Hearing loss in newborns and toddlers: when to worry

According to the Arizona Department of Health Services, approximately 300 newborns each year in the state have an inherited disorder that could be identified through screening.

Hearing loss is the most common of these disorders.

Babies born in hospitals are screened for hearing loss within the first few hours after birth.

Watch a newborn hearing screening at Cardon Children’s Medical Center/Banner Desert Medical Center

If a baby doesn’t pass the initial test, parents need to make sure they return for a repeat screening two to four weeks later, says Patty Shappell, AuD., CCC-A, an audiologist with Neonatology Associates, Ltd.

“Parents may get home and think the baby is responding normally, says Shappell, “but they still need to have a follow-up evaluation to assess hearing and rule out even mild or unilateral hearing loss.”

What happens if screening results are not within the normal range?
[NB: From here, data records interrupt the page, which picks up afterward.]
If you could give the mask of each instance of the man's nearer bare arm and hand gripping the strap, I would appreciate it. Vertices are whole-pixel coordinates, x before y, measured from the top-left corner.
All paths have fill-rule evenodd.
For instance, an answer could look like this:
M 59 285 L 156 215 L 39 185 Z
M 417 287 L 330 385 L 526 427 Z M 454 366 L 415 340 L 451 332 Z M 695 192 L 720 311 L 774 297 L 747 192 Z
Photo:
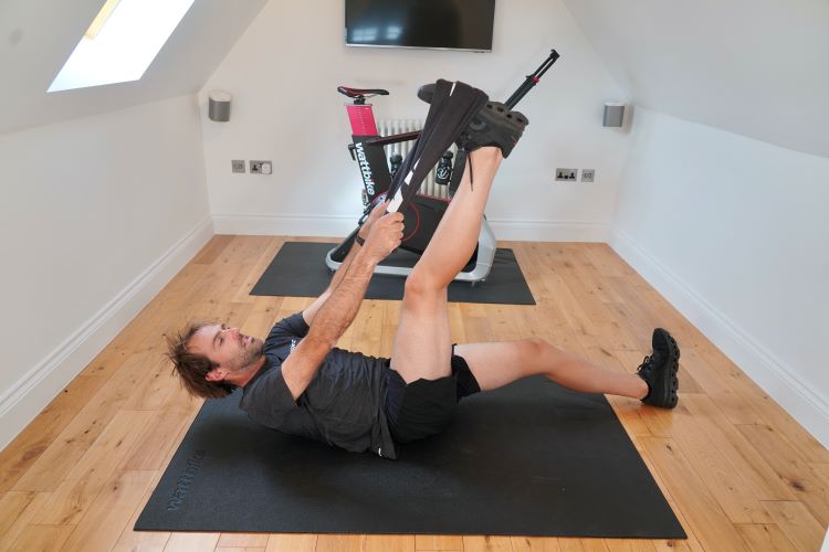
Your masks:
M 377 263 L 400 245 L 402 220 L 401 213 L 389 213 L 371 226 L 365 245 L 355 247 L 340 282 L 314 316 L 307 336 L 282 363 L 282 376 L 294 400 L 305 392 L 325 357 L 354 321 Z

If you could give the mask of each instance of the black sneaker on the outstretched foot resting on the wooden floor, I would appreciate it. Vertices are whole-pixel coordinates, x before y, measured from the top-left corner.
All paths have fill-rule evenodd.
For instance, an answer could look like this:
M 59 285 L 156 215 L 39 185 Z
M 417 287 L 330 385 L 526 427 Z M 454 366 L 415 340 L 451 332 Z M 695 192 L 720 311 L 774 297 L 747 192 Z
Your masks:
M 676 406 L 680 381 L 676 372 L 680 369 L 680 347 L 668 330 L 657 328 L 652 338 L 653 352 L 639 365 L 637 374 L 648 383 L 648 396 L 644 404 L 673 408 Z

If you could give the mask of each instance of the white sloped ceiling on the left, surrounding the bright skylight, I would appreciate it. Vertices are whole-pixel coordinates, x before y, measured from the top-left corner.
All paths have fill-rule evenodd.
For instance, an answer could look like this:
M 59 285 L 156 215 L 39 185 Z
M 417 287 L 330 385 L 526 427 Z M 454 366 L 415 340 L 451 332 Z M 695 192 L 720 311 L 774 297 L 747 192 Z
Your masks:
M 0 135 L 198 92 L 267 0 L 196 0 L 140 81 L 46 94 L 104 1 L 0 1 Z

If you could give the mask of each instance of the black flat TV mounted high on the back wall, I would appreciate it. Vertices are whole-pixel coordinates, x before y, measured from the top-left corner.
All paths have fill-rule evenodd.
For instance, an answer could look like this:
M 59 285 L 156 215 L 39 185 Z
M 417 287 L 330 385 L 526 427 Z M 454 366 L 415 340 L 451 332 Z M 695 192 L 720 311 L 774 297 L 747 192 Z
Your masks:
M 495 0 L 345 0 L 349 46 L 492 51 Z

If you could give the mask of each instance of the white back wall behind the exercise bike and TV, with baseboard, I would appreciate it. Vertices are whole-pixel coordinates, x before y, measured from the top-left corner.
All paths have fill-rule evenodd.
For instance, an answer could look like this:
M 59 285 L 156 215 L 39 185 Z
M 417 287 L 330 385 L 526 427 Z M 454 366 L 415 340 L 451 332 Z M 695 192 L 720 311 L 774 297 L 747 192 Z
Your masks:
M 344 235 L 361 211 L 338 85 L 382 87 L 378 117 L 422 118 L 417 88 L 438 77 L 505 99 L 555 47 L 559 62 L 518 106 L 529 117 L 487 214 L 501 238 L 608 237 L 627 135 L 601 127 L 622 91 L 558 0 L 496 2 L 493 53 L 346 47 L 343 2 L 270 2 L 204 85 L 233 95 L 229 123 L 203 115 L 211 211 L 221 233 Z M 270 177 L 231 159 L 271 159 Z M 592 168 L 595 184 L 554 183 L 556 167 Z

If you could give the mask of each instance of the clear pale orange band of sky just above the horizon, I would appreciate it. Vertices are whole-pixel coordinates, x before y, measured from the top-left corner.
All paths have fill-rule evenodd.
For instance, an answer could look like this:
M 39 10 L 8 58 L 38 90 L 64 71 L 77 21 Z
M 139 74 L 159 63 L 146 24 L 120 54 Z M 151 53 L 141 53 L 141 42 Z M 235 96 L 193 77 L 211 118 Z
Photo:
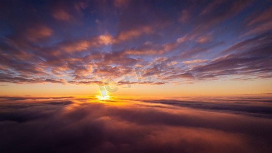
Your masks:
M 181 85 L 131 85 L 114 86 L 116 92 L 107 92 L 111 96 L 227 96 L 245 94 L 272 93 L 270 80 L 251 82 L 209 82 Z M 101 95 L 98 85 L 58 85 L 33 84 L 0 86 L 0 95 L 36 95 L 36 96 L 62 96 L 62 95 Z

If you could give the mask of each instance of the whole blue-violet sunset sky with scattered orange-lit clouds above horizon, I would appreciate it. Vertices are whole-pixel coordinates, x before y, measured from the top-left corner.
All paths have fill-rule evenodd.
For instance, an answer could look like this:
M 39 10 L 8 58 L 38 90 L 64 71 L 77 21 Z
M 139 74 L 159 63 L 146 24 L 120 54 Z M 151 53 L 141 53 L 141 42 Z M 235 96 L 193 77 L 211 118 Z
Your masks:
M 1 1 L 1 95 L 272 93 L 271 1 Z

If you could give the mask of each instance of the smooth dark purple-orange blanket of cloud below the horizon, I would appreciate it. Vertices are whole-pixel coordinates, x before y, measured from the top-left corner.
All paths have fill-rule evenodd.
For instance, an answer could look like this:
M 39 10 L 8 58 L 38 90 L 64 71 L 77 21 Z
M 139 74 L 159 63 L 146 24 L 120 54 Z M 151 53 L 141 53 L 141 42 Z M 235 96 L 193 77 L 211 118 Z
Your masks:
M 272 149 L 269 97 L 4 96 L 0 100 L 1 152 Z

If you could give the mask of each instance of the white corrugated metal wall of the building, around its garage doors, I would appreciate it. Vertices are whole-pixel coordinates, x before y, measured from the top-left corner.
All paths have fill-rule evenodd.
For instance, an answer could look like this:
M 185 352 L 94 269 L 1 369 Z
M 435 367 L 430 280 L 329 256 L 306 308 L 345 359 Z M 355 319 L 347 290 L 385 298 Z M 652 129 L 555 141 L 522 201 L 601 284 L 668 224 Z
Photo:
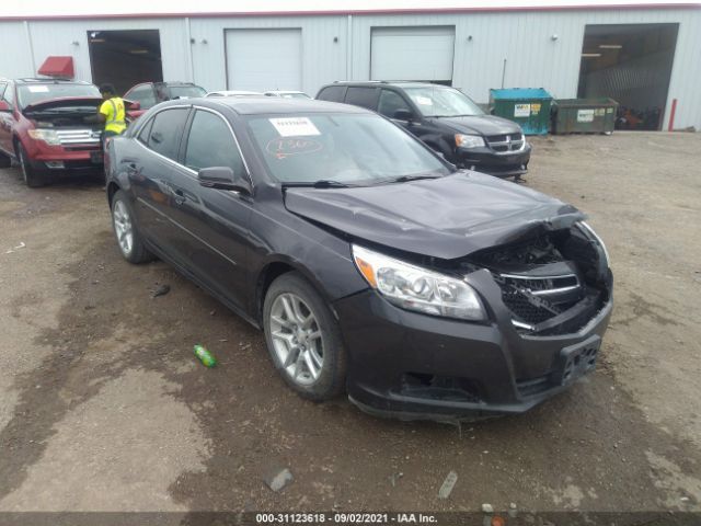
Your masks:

Read about Brooke Gammie’s journey after her daughter, Payton, did not pass her newborn hearing screening.

For babies born outside of a hospital, screenings are available at outpatient clinics such as Neonatal Associates. Most insurance companies, including AHCCCS, cover the costs of the screenings.

What do babies miss if they are born with even a mild hearing loss? Hearing acuity directly affects the development of speech and verbal language skills. A baby with hearing loss, even during the first year, can be short-changed in his or her social, emotional, cognitive and academic development.

Diagnosis and early intervention are critical during the first year for the child with any degree of loss.

 How do you know if your baby is at risk for hearing loss?

Risk factors for hearing loss, according to the Arizona Department of Health Services include:

  • Babies who stay in the NICU for more than 5 days
  • Babies who have had an infection before or after birth such as CMV, herpes, rubella or meningitis
  • Babies who have a family member with hearing loss from birth or childhood

Follow-up with a physician is critical for babies at risk as it is possible that they may pass a hearing screening at birth but will still need more testing later.

New parents, says Shappell, should be sure to talk to their baby’s doctor and make an appointment with a pediatric audiologist or hearing specialist for further testing.

Normal milestones for the first year:

By 2 months of age a baby with normal hearing should be able to:

  • Quiet when hearing a familiar voice
  • Make sounds like ahh and ohh

By 4 months of age a baby with normal hearing should be able to:

  • Look for sounds with his eyes
  • Make sounds like squeals, whimpers or chuckles

By 6 months of age a baby with normal hearing should be able to:

  • Turn his head toward a sound
  • Make sounds like ba-ba, ma-ma, da-da

By 9 months of age a baby with normal hearing should be able to:

  • Imitate speech sounds made by others
  • Understand no-no or bye-bye
  • Turn his head toward a soft sound

By 12 months of age a baby with normal hearing should be able to:

  • Correctly use ma-ma or da-da
  • Respond to singing or music

Still, it is important to remember that babies with mild hearing loss may also be able to do these things.

During the second year, parents should continue to monitor any changes in a child’s development.

Candice L. Grotsky, Au.D., a Cigna audiologist who practices at the Stapley Hearing Center in Mesa, says that by twelve months to two years, children should still be turning to sounds from either side and “look up or down” for a sound if it comes above or below them.

They get better at  “localizing” or turning directly to a sound the older they get assuming hearing is normal and there are no developmental delays,  she adds.

Grotsky says that in toddlers, hearing loss is often caused by ear infections.  She says that most parents seem to know “when something is wrong” and bring their child in for testing.

“Maybe speech is delayed or mushy sounding, maybe speech was progressing well and all of a sudden stopped or regressed,” she says. ” Sometimes the child doesn’t respond if you are behind them and make a sound or noise.  These are all clues that hearing loss could be present.”

Grotsky says that most of those children in the age range of 2-4 years that she sees are coming in for the first time  — and it is usually a speech delay that prompts parents to seek testing.

If you suspect for any reason that your child — at any age — is having difficulty hearing or seems to be delayed in speech or in any other area, talk to your child’s physician.